You can iterate on a generated Function the same way you iterate on any other file: ask in chat ("make stripe-webhook also send an email") and the refinement pipeline updates the Function source and re-uploads it.

FAQs

What are GenMB Functions?
Functions are small backend handlers written in TypeScript or Python that run on GenMB's multi-tenant function host. Each function is a single file invoked via a stable URL, so your generated app can call custom server-side logic without spinning up a separate backend.
How are Functions different from Services?
Services (window.genmb.storage, window.genmb.auth, etc.) are built-in capabilities GenMB provides out of the box. Functions are code you write to handle custom logic (a webhook receiver, a paid integration, a domain-specific calculation). Use Services for common needs; write a Function when you need bespoke server-side behavior.

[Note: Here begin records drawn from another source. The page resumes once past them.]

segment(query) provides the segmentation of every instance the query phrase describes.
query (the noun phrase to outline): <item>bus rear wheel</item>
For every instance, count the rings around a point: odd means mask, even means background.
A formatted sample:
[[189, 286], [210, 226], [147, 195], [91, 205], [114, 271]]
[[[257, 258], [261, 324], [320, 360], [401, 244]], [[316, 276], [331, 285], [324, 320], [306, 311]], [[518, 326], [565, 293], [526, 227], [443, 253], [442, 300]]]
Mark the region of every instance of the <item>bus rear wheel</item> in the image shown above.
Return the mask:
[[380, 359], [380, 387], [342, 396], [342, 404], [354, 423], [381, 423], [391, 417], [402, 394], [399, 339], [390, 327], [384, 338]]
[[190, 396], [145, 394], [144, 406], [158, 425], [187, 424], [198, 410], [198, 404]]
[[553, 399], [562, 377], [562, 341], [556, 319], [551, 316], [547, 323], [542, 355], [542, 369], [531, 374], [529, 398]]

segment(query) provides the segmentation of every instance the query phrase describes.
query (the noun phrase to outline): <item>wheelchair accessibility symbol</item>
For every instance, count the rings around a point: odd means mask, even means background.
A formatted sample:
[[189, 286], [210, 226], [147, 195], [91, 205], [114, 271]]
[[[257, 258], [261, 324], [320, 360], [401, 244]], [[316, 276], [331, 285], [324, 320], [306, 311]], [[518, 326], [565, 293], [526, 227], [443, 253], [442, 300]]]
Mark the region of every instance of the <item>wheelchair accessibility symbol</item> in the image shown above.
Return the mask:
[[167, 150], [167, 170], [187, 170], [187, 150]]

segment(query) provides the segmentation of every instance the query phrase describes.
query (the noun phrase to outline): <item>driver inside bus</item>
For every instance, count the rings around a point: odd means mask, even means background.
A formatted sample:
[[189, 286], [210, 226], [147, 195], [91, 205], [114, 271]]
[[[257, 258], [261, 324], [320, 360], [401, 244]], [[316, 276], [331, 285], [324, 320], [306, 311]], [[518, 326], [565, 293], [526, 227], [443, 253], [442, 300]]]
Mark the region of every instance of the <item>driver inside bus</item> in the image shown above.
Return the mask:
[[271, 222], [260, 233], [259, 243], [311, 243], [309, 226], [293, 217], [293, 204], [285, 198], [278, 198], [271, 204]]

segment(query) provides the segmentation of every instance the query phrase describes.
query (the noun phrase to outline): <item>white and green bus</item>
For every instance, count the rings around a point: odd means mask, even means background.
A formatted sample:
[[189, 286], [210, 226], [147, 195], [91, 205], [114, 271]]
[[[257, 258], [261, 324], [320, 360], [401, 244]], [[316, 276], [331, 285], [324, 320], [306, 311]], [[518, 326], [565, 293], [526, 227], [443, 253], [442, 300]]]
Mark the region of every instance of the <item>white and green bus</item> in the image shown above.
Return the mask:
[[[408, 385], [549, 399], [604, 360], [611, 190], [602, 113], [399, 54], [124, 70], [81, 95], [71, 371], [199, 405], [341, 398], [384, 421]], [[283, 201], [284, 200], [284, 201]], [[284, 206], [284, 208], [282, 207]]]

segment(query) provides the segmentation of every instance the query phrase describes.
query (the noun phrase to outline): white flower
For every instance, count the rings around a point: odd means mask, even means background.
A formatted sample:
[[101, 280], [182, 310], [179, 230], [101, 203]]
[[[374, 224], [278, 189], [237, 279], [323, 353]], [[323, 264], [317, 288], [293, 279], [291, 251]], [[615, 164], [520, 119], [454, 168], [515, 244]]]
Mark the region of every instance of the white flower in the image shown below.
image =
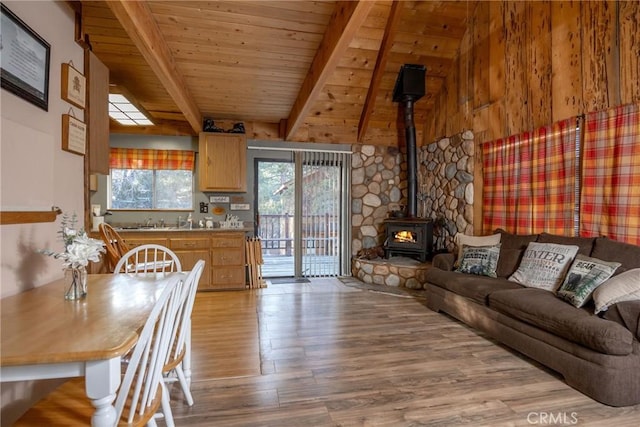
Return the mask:
[[[86, 267], [89, 261], [100, 261], [100, 253], [105, 251], [104, 243], [101, 240], [87, 236], [84, 230], [76, 231], [73, 228], [75, 223], [75, 214], [71, 220], [67, 216], [62, 218], [62, 229], [59, 234], [65, 246], [64, 252], [54, 252], [50, 249], [40, 250], [39, 252], [63, 260], [62, 265], [66, 268]], [[72, 227], [69, 227], [68, 224], [71, 224]]]

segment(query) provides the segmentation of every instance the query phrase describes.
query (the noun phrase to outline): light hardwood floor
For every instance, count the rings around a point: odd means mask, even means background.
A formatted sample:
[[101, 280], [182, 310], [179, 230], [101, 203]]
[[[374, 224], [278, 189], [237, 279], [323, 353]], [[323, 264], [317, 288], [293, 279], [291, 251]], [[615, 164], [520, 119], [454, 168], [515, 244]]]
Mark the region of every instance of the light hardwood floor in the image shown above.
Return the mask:
[[420, 295], [337, 279], [198, 293], [193, 353], [177, 426], [640, 424], [640, 405], [602, 405]]

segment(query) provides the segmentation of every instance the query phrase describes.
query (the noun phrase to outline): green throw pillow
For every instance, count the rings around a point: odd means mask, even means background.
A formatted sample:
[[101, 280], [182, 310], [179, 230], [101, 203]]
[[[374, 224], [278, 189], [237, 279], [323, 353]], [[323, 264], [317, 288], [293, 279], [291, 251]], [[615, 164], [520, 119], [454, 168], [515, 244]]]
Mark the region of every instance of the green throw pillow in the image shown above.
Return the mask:
[[462, 247], [460, 267], [456, 271], [479, 276], [498, 277], [496, 268], [498, 267], [499, 257], [500, 243], [492, 246], [464, 245]]
[[558, 289], [558, 296], [578, 308], [582, 307], [589, 301], [593, 291], [611, 277], [620, 265], [619, 262], [578, 254]]
[[620, 265], [622, 264], [619, 262], [602, 261], [578, 254], [558, 289], [558, 296], [580, 308], [589, 301], [593, 291], [611, 277]]

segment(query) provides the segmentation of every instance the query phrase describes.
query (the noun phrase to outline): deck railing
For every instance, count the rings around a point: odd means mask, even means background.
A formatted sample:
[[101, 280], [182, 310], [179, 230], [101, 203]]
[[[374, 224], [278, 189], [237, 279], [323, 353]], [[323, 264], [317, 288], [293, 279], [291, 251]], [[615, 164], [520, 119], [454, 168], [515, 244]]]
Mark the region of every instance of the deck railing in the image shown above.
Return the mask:
[[[293, 254], [293, 215], [260, 215], [258, 236], [265, 255]], [[304, 255], [337, 255], [340, 234], [339, 218], [335, 215], [305, 215], [302, 217]]]

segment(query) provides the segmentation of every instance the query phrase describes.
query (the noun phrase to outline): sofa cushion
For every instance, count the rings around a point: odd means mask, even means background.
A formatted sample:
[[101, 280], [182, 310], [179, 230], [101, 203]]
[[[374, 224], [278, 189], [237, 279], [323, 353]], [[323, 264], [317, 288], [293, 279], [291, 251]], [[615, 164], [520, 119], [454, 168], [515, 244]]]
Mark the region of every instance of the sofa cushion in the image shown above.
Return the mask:
[[606, 237], [596, 239], [591, 256], [604, 261], [621, 263], [614, 276], [632, 268], [640, 268], [640, 246], [617, 242]]
[[[499, 235], [498, 235], [499, 236]], [[456, 271], [478, 276], [496, 276], [500, 244], [492, 246], [467, 246], [462, 250], [460, 265]]]
[[637, 300], [640, 300], [640, 268], [612, 277], [593, 292], [596, 313], [622, 301]]
[[602, 318], [621, 324], [640, 340], [640, 300], [614, 304], [604, 312]]
[[496, 230], [500, 233], [500, 258], [498, 259], [498, 267], [496, 275], [498, 277], [511, 276], [522, 259], [522, 254], [530, 242], [535, 242], [538, 238], [537, 234], [518, 235], [508, 233], [500, 228]]
[[453, 237], [453, 241], [456, 244], [456, 263], [455, 266], [460, 266], [460, 261], [462, 260], [462, 251], [465, 246], [493, 246], [500, 243], [500, 233], [495, 233], [490, 236], [467, 236], [466, 234], [457, 233]]
[[522, 285], [555, 291], [564, 279], [578, 246], [531, 242], [518, 269], [509, 280]]
[[558, 236], [556, 234], [540, 233], [536, 242], [556, 243], [558, 245], [576, 245], [579, 248], [579, 254], [589, 256], [591, 255], [591, 250], [593, 249], [593, 243], [595, 240], [595, 237], [567, 237]]
[[444, 271], [439, 268], [428, 269], [425, 278], [426, 281], [432, 285], [472, 299], [482, 305], [487, 303], [487, 295], [493, 291], [522, 288], [521, 285], [509, 282], [504, 278], [494, 279], [492, 277], [476, 276], [458, 273], [456, 271]]
[[507, 289], [488, 295], [489, 307], [549, 333], [604, 354], [633, 351], [633, 334], [624, 326], [576, 308], [541, 289]]
[[576, 307], [582, 307], [589, 301], [593, 291], [611, 277], [618, 267], [619, 262], [578, 254], [558, 289], [558, 296]]
[[434, 255], [431, 265], [445, 271], [452, 271], [456, 256], [453, 253], [441, 253]]

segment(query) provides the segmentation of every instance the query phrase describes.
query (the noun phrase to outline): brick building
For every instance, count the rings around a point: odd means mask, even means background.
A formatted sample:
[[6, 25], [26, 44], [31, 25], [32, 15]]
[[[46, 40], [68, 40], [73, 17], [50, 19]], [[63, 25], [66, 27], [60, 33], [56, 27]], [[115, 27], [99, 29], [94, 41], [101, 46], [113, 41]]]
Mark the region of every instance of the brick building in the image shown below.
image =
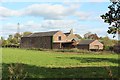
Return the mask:
[[75, 47], [79, 39], [73, 34], [62, 31], [39, 32], [21, 38], [21, 48], [60, 49]]
[[87, 49], [87, 50], [103, 50], [103, 44], [98, 40], [81, 40], [77, 44], [78, 49]]

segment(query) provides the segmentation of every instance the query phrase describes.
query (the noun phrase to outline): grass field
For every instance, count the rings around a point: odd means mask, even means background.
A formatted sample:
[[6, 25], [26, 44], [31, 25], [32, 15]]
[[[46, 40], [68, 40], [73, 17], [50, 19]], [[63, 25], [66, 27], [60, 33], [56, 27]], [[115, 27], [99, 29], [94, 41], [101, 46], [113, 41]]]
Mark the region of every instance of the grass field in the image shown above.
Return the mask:
[[30, 78], [109, 78], [118, 77], [118, 54], [78, 54], [25, 49], [2, 49], [3, 77], [11, 63], [24, 64]]

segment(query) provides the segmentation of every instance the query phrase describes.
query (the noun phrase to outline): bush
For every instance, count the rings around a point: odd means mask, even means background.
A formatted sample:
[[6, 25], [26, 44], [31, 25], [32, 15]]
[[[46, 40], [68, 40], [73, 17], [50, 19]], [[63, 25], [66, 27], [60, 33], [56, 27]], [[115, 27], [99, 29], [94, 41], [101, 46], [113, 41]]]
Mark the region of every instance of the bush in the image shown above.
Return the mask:
[[43, 49], [43, 48], [28, 48], [27, 50], [50, 51], [51, 49]]
[[24, 72], [23, 64], [11, 64], [8, 67], [9, 79], [10, 80], [24, 80], [27, 73]]
[[56, 52], [75, 52], [75, 53], [90, 53], [91, 51], [88, 50], [82, 50], [82, 49], [77, 49], [77, 48], [73, 48], [73, 49], [54, 49], [54, 51]]
[[113, 47], [112, 46], [105, 46], [104, 50], [106, 50], [106, 51], [113, 51]]
[[113, 48], [113, 50], [114, 50], [114, 52], [120, 54], [120, 44], [115, 45], [114, 48]]
[[18, 44], [2, 45], [3, 48], [19, 48]]

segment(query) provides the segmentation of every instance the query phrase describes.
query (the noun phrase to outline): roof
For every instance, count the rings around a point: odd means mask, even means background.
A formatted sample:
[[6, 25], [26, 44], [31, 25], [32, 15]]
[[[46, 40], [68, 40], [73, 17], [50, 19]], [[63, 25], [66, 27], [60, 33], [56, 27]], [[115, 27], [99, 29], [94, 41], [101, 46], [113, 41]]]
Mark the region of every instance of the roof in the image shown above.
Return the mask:
[[78, 39], [78, 38], [73, 38], [72, 40], [79, 41], [79, 39]]
[[80, 41], [79, 45], [89, 45], [93, 41], [95, 41], [95, 40], [82, 40], [82, 41]]
[[59, 31], [38, 32], [38, 33], [30, 34], [30, 35], [28, 35], [26, 37], [53, 36], [57, 32], [59, 32]]
[[53, 43], [73, 43], [71, 41], [56, 41], [56, 42], [53, 42]]
[[64, 33], [66, 36], [69, 36], [70, 33]]

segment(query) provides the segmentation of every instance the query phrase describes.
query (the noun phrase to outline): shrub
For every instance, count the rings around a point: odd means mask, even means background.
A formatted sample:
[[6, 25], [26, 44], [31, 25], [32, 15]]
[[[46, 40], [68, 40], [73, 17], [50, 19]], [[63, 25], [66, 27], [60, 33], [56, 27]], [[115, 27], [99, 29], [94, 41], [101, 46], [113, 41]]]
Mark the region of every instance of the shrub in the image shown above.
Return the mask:
[[24, 80], [27, 73], [24, 72], [23, 64], [11, 64], [8, 67], [10, 80]]
[[113, 50], [114, 50], [114, 52], [120, 54], [120, 44], [115, 45], [115, 46], [113, 47]]
[[3, 48], [19, 48], [18, 44], [2, 45]]
[[108, 72], [108, 76], [112, 79], [113, 78], [113, 73], [112, 73], [112, 70], [110, 69], [110, 67], [106, 66], [106, 70]]
[[113, 46], [105, 46], [104, 50], [106, 50], [106, 51], [113, 51]]
[[43, 48], [28, 48], [27, 50], [50, 51], [51, 49], [43, 49]]
[[77, 48], [73, 48], [73, 49], [55, 49], [54, 51], [56, 52], [75, 52], [75, 53], [90, 53], [91, 51], [88, 50], [82, 50], [82, 49], [77, 49]]

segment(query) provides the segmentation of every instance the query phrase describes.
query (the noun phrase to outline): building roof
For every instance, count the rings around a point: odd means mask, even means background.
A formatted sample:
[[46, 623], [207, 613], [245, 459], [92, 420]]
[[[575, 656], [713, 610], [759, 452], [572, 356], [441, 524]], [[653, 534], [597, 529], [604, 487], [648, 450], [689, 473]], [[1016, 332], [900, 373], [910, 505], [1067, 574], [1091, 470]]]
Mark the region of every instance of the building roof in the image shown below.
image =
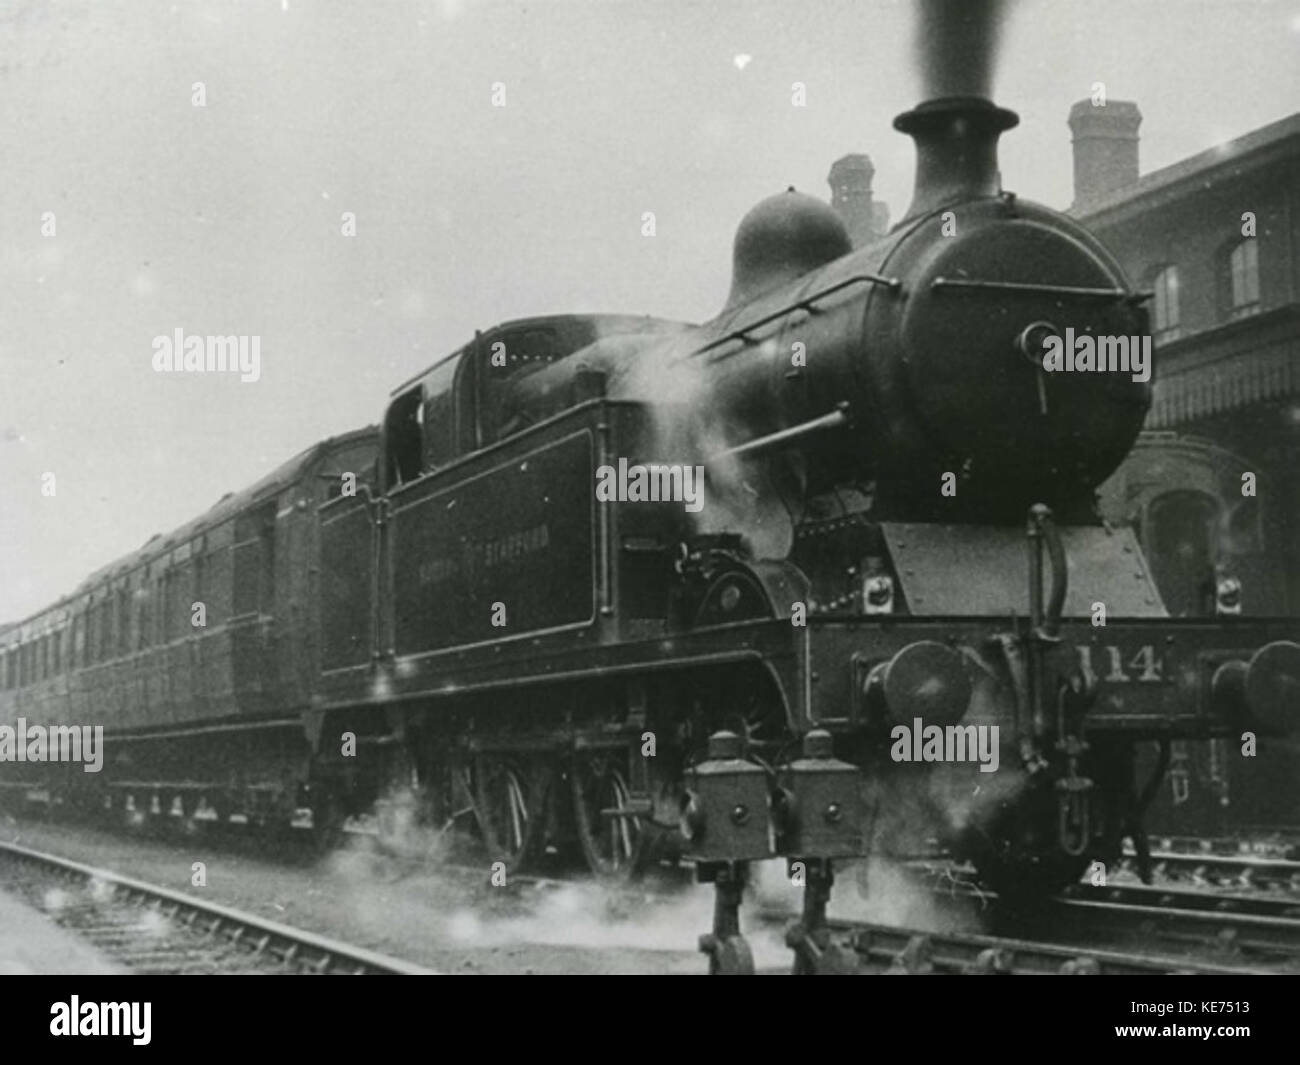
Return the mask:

Which runtimes are supported?
TypeScript (Node.js) and Python. Each function declares its runtime on upload; both can coexist in the same app.
Are there limits on what a Python function can do?
Yes. For safety, Python functions are AST-validated before execution. Imports of os, subprocess, socket, and ctypes are rejected. Networking and database access are available through the GenMB SDK helpers injected into the runtime.
How are Functions billed?
Functions count against your plan's function quota (number of functions per app) and invocation quota (per-day on Free, per-month on Pro). They do not deduct credits per invocation today; quota is the enforcement layer.
Can codegen create Functions for me?
Yes. When the AI determines your prompt needs custom backend logic (a Stripe webhook, a scheduled cleanup, a PDF generator), it emits a functions/{name}.{ts,py} file in the generated tree. The finalize step uploads it and registers the manifest automatically.